Puppet 4.0 will deprecate node inheritance which is currently a common way to organize resources. I have been using node inheritance to group common configurations into a basic role and then inherit that with a node declaration like the following:

# site.pp
...
node webserver {
  # add all generic web server configuration here
}

node web01 inherits webserver {
  # any custom things that apply to only web01
}
...

This has worked pretty well for me but with a recent update to Puppet 3.7 on a few nodes, I’m getting the following deprecation warning:

Warning: Deprecation notice: Node inheritance is not supported in Puppet >= 4.0.0.
See http://links.puppetlabs.com/puppet-node-inheritance-deprecation

This quickly becomes annoying as puppet runs frequently on the nodes I manage as I like to be able to quickly deploy changes without a kick or other manual intervention, as well as be able to recover quickly if an error were to occur.

To resolve this issue for now, I have modifed all generic nodes and made them into classes and included those classes in the specific node declarations, similar to the following, which is the modified/updated version of what I included above:

# site.pp
...
class webserver {
  # add all generic web server configuration here
}

node web01 {

  # include the generic web server class
  include webserver

  # any custom things that apply to only web01

}
...

Now that works without issuing a deprecation warning which has cleared my inbox quite a bit. The right answer moving forward will be to adhere to the official puppet recommendation of creating modules from these classes and potentially making them parameterized to allow very specific configuration calls from the nodes.


Comments

3 responses to “Puppet node inheritance deprecation”

  1. Steve Avatar
    Steve

    Thanks so much for supplying an example! I’ve been looking for an actual solution this, and it’s working great. I wish that puppetlabs deprecation notices in their online docs would follow up with workarounds/kb instead of just detailing the deprecation!

  2. Julian Mulder Avatar
    Julian Mulder

    Quick question regarding this.

    We have multiple manfiest files and inside the site.pp file, we import the other manifest files.
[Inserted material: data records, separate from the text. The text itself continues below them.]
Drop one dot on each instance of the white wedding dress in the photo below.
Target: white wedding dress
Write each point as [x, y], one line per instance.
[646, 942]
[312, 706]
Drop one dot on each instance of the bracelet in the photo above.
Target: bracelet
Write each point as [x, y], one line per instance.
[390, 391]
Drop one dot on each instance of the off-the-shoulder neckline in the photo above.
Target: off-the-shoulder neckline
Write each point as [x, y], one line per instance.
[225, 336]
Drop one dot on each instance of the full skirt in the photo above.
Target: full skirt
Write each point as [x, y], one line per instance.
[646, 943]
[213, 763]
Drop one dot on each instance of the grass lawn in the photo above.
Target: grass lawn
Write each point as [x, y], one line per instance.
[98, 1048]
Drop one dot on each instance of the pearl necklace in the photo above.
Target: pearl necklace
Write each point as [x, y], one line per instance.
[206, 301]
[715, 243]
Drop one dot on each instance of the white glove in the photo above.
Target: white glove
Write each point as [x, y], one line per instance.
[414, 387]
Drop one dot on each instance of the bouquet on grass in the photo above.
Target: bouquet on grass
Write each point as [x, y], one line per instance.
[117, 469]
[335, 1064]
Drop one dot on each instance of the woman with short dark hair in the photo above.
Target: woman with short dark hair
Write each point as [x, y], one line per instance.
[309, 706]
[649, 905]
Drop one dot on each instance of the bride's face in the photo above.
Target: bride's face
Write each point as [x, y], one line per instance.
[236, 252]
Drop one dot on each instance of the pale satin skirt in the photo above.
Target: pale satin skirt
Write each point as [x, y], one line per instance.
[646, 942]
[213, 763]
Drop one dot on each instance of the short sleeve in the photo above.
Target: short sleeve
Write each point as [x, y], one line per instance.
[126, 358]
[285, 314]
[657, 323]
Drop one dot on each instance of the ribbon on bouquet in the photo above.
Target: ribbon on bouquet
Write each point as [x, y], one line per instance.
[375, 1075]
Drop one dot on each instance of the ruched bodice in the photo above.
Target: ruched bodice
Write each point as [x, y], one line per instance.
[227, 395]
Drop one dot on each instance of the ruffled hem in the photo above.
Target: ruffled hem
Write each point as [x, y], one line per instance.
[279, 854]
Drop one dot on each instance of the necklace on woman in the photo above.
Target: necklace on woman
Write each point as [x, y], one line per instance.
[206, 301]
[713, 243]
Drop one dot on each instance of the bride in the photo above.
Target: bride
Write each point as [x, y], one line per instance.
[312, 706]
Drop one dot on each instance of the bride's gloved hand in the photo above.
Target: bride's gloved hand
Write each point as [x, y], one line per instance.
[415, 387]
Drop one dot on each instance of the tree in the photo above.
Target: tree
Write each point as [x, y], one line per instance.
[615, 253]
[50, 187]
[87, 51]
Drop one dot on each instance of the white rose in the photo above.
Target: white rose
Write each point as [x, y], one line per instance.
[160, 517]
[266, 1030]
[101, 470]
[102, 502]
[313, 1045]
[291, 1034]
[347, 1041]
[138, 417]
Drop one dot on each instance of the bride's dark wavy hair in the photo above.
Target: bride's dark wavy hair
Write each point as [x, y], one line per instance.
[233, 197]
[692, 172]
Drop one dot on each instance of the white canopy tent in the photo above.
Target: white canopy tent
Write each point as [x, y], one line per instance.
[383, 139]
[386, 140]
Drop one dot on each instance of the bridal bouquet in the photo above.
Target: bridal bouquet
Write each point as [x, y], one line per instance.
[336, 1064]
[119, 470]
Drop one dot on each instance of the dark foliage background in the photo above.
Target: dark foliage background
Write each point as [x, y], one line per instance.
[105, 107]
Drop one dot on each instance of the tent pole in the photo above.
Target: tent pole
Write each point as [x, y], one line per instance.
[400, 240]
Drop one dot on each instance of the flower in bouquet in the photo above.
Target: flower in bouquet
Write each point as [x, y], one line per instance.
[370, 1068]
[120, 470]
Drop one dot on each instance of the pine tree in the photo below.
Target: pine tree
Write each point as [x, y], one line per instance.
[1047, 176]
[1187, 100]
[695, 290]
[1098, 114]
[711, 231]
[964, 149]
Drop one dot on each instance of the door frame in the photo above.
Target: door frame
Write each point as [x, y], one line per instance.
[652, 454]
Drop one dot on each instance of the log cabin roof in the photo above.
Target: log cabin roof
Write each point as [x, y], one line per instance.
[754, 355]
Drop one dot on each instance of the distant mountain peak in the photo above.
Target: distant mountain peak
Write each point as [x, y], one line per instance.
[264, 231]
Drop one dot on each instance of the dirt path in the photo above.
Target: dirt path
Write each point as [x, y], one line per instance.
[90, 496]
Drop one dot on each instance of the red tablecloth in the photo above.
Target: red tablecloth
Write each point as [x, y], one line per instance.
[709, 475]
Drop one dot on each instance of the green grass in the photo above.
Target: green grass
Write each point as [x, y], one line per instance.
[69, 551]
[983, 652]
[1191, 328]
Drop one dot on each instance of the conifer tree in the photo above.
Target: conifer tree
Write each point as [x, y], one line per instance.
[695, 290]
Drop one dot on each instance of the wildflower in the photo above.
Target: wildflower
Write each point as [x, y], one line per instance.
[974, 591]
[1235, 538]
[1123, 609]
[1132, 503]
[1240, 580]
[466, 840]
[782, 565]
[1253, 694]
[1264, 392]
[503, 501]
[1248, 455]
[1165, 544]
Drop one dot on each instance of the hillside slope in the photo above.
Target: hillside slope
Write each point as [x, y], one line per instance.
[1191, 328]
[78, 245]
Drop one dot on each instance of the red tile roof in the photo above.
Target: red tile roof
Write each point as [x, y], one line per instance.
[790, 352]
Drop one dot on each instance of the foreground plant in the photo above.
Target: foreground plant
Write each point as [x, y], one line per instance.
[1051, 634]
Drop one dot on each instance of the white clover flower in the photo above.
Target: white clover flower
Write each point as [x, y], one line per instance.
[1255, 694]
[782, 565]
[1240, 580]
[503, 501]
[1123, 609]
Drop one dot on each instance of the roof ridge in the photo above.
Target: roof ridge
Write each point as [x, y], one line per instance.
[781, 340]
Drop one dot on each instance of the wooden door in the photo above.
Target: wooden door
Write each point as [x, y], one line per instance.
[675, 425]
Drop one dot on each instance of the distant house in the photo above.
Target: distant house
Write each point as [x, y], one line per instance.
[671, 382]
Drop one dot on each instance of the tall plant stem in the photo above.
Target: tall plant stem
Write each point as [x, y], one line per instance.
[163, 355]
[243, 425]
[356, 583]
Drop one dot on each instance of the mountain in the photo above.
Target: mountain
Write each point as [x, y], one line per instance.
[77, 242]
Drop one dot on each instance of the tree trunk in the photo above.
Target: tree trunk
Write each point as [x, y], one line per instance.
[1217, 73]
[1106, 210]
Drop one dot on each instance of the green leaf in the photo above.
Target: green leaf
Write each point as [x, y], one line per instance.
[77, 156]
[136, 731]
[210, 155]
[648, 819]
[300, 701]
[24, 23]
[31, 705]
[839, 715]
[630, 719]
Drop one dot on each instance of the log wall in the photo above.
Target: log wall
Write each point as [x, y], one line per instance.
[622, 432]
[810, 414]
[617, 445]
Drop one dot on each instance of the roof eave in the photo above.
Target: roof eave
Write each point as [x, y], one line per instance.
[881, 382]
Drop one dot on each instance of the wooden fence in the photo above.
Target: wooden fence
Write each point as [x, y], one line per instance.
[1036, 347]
    If I only specify the common classes in the site.pp file, will the other manfest files still be able to see them, or would I have to add the common classes into each manifest file?

    Thanks

  3. This depends on how you use puppet. If you use a puppet master then you can simply place all of your manifest files into a directory and when puppet executes it will read all of the manifest files and treat them as a single file. This eliminates the requirement to include or import into site.pp and is an improvement to the process.

    On the other hand, if you use puppet standalone, I have found that you have to continue use of a primary manifest file, such as site.pp. You will then have to create a solution using that file to manage all nodes and classes.